In einer zweiten Resolution forderte die kleinere der beiden Parlamentskammern das Weiße Haus auf, Riad im Krieg im Jemen die Unterstützung zu entziehen. Bemerkenswerterweise verbündeten sich sieben Republikaner mit den 49 Demokraten, so dass das Ergebnis mit 56 zu 41 Stimmen klarer ausfiel als erwartet. Eingebracht wurde das Papier von Mike Lee und Bernie Sanders, der eine ein Konservativer aus dem Mormonenstaat Utah, der andere die Symbolfigur der amerikanischen Linken – auch dies ein interessanter Schulterschluss. Beide berufen sich auf den War Powers Act, ein 1973 zu Zeiten des Vietnamkriegs beschlossenes Gesetz, das die Entsendung von Soldaten in Kriegsgebiete nur dann gestattet, wenn sich die Exekutive von der Legislative grünes Licht geben lässt.

Seit nahezu vier Jahren, argumentieren Lee und Sanders, sei US-Militär in die Kämpfe der von Saudi-Arabien angeführten Koalition gegen die schiitischen Huthi-Rebellen im Jemen verwickelt. Indem man Bombenflugzeuge in der Luft auftanke, bei der Auswahl von Zielen helfe und Erkenntnisse der Geheimdienste weitergebe, sei man direkt am Kriegsgeschehen beteiligt. Innerhalb von 30 Tagen, verlangt nun eine Mehrheit der Senatoren, müsse der Präsident das damit beauftragte Personal nach Hause beordern.

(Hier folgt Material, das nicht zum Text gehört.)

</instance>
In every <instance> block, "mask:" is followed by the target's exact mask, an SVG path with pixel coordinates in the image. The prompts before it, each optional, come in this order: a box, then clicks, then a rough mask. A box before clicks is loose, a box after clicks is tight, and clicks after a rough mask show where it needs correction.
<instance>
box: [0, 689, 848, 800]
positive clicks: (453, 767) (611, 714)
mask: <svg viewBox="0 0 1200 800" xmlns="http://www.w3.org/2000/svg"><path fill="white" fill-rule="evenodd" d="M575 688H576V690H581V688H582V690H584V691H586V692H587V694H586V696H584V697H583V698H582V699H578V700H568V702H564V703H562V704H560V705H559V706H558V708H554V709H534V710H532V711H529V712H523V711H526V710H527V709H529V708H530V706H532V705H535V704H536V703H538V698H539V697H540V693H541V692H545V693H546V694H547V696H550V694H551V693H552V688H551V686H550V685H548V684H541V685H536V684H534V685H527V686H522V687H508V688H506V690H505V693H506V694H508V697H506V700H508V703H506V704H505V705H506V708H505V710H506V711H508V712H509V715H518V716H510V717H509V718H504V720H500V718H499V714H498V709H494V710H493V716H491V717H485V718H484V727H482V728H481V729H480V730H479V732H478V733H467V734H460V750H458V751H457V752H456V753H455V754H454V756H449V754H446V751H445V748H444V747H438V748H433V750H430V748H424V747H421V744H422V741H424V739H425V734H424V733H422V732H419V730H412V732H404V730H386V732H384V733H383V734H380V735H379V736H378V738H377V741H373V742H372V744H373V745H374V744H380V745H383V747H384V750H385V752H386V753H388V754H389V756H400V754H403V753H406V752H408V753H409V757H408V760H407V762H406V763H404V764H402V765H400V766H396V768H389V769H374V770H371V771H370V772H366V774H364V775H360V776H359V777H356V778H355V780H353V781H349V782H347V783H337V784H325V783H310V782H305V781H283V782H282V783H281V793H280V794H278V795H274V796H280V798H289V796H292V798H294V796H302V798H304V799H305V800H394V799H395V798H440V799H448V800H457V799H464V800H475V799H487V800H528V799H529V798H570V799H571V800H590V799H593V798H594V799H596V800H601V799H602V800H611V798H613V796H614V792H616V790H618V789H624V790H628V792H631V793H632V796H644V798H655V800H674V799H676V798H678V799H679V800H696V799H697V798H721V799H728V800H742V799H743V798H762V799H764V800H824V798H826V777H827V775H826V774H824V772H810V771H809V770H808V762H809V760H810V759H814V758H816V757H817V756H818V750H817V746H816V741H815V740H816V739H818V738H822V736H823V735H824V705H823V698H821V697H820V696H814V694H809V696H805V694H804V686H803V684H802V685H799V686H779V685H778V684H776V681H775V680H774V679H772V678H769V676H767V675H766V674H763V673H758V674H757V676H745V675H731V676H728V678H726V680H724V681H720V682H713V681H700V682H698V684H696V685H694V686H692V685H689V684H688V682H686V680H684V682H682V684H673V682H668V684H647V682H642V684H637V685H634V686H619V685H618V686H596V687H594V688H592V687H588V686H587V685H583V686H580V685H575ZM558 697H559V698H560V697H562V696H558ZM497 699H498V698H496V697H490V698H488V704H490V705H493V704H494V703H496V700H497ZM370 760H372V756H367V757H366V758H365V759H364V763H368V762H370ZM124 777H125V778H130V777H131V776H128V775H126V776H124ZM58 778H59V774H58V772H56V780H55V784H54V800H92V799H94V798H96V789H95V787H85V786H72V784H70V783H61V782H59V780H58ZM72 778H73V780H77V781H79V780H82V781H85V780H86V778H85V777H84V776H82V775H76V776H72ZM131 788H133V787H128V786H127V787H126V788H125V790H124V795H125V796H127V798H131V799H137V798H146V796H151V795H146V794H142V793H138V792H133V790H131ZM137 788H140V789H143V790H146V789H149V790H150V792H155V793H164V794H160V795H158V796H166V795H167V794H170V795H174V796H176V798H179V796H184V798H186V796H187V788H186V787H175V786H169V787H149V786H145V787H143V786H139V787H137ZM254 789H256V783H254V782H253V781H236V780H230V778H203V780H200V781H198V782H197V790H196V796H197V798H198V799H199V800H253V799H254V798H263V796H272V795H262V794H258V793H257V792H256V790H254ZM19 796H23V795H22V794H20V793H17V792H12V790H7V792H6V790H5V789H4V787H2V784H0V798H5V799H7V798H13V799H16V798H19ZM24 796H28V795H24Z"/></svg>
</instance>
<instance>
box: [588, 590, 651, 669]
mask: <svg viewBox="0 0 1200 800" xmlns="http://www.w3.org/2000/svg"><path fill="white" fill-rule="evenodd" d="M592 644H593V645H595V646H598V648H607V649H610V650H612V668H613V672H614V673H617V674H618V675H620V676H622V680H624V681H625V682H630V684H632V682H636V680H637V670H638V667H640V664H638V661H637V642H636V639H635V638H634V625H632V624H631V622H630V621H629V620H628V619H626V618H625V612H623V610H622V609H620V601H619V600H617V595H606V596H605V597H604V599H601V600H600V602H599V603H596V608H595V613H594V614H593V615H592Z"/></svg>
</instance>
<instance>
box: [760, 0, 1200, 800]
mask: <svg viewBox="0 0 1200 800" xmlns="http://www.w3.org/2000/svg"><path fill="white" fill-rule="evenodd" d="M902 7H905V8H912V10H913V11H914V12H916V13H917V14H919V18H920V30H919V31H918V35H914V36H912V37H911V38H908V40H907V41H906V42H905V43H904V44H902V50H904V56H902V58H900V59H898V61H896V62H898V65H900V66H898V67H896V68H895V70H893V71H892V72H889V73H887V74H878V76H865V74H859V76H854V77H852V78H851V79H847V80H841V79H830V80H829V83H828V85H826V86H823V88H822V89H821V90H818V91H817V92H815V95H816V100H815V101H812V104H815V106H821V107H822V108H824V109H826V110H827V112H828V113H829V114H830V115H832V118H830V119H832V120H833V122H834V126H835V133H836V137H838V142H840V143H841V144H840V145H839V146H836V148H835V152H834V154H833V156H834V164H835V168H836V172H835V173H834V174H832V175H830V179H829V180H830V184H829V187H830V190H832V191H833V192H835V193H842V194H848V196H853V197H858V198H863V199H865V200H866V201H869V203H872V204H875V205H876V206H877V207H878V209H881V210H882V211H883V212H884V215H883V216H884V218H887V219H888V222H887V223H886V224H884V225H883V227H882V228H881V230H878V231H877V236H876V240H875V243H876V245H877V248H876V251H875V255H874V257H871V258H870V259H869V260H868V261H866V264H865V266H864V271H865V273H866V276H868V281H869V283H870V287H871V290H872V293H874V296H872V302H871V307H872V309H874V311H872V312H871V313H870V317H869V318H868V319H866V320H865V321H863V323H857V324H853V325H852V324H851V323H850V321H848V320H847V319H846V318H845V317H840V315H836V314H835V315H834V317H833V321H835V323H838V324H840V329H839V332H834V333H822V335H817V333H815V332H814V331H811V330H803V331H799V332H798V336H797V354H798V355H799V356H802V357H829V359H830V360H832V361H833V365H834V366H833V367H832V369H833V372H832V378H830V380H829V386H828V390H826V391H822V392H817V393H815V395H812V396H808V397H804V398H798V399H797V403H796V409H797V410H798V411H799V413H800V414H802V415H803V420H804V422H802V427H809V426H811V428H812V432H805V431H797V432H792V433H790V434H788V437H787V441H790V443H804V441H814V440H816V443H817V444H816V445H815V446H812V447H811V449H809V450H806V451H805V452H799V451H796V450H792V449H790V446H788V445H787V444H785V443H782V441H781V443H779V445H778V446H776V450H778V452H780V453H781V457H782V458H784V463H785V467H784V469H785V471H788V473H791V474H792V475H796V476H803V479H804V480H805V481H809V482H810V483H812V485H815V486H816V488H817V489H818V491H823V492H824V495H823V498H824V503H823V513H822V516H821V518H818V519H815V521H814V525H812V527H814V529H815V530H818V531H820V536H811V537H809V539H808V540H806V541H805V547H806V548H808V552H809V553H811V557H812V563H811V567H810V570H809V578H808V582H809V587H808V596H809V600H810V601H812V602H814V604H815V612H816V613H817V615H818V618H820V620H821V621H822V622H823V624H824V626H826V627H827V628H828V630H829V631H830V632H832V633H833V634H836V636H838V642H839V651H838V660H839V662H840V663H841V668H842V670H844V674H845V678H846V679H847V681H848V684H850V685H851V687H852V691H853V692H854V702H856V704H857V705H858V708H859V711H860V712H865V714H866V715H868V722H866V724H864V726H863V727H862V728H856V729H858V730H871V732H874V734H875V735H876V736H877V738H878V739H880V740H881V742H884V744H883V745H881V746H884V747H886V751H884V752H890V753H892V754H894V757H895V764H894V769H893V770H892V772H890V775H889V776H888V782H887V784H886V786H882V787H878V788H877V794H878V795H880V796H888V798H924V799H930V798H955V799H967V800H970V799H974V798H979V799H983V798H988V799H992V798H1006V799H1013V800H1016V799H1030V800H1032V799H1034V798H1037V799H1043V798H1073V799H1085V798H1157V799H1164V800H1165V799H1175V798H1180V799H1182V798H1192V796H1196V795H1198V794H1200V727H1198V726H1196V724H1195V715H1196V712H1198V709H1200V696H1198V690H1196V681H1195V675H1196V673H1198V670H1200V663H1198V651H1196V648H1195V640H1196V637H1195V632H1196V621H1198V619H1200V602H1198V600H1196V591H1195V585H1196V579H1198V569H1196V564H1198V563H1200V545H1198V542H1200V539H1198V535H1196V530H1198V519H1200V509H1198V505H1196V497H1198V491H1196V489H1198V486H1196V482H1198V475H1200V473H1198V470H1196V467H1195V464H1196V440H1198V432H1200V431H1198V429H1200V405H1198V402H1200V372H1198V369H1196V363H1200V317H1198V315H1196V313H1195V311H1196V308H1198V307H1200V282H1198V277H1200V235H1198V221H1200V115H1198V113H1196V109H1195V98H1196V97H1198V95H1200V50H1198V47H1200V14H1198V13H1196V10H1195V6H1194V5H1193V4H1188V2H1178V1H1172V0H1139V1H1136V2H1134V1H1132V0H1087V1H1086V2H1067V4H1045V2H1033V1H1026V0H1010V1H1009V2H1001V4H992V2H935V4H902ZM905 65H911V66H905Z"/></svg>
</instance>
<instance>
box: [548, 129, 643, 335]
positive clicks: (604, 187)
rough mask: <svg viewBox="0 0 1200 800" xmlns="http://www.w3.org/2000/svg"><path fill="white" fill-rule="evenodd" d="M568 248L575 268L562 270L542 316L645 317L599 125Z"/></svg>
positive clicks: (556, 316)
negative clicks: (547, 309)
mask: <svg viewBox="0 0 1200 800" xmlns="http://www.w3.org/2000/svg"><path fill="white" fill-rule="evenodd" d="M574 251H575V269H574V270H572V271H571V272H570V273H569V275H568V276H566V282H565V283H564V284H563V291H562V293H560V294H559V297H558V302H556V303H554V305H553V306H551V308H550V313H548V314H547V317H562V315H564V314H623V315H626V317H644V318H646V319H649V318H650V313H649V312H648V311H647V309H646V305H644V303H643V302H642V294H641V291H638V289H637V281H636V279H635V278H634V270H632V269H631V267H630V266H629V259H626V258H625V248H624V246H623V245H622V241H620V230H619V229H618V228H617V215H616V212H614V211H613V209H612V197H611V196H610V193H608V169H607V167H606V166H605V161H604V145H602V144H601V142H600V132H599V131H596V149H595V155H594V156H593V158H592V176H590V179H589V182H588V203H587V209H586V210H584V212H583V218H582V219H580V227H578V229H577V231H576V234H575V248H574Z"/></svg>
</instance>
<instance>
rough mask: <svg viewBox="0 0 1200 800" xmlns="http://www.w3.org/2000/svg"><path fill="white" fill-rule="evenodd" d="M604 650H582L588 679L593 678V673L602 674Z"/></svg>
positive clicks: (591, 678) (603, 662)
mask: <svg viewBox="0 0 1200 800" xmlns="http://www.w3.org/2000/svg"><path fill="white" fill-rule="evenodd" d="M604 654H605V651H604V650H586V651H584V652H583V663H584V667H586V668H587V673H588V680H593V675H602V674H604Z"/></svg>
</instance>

Unmittelbare praktische Folgen hat der Text zwar nicht, da auch das Repräsentantenhaus die Senatsvorlage aufgreifen müsste und momentan kaum etwas darauf hindeutet, dass es dies in der ablaufenden Legislaturperiode noch tut. Gleichwohl verdeutlicht er, mit welch heftigem Gegenwind Trump in einer Schlüsselfrage seiner Nahostpolitik rechnen muss. Falls er gehofft hatte, nach heftigem, aber kurzem Aufruhr wegen der Causa Khashoggi würde der Kongress zur Tagesordnung übergehen, ohne die Allianz mit MbS und dem Wüstenkönigreich infrage zu stellen, sieht er sich eines Besseren belehrt. Der Unmut pflanzt sich auch deshalb fort, weil nicht allein das Kapitel Saudi-Arabien zur Debatte steht, sondern Grundsätzlicheres: Trumps merkantilistische Weltsicht, in der Werte keine Rolle spielen, weil sich alles ums Geschäft dreht.